The alternative crude oil evacuation and storage system (ACOES) will allow oil from OML 18 to be carried to the sea, where it will be loaded on to a dedicated floating storage and offloading (FSO) vessel, ELI Akaso.
The licence currently exports via the Aiteo Group’s Nembe Creek Trunk Line (NCTL). Force majeure was declared on the link on January 20 by Shell Petroleum Development Co. (SPDC), in line with statements from Aiteo.
“The operation of ACOES is expected to be a major catalyst for the success of OML 18. We have long described the challenges to pipeline losses and downtime on the existing NCTL pipeline and ACOES is expected to reduce both significantly,” said San Leon’s CEO Oisin Fanning.
The ELI Akaso is expected to arrive at Bonny port shortly, the company said.
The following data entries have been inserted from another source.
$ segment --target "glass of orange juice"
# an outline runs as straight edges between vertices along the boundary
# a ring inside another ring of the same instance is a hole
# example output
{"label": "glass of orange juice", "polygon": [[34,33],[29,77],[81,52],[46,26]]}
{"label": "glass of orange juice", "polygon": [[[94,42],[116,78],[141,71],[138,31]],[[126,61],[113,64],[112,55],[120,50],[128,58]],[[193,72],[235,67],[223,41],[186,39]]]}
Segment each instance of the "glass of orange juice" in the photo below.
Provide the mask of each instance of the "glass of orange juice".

Energy Link Infrastructure (ELI) has told Eroton Exploration and Production, the operator of the licence, that mobilisation to the site should occur in February.
In March, installation and completion of the Cawthorne 2 and 3 pig launcher and receiver platforms will be carried out, with pipe laying completion and commissioning of the ACOES in May.
ELI is handling both the financing and construction of the ACOES.
During the first half of 2019, San Leon reported that problems on the NCTL were the prime reason behind a 15,000 barrel per day difference between gross production and sales oil. The company has also said this new export route will allow it to improve well uptime.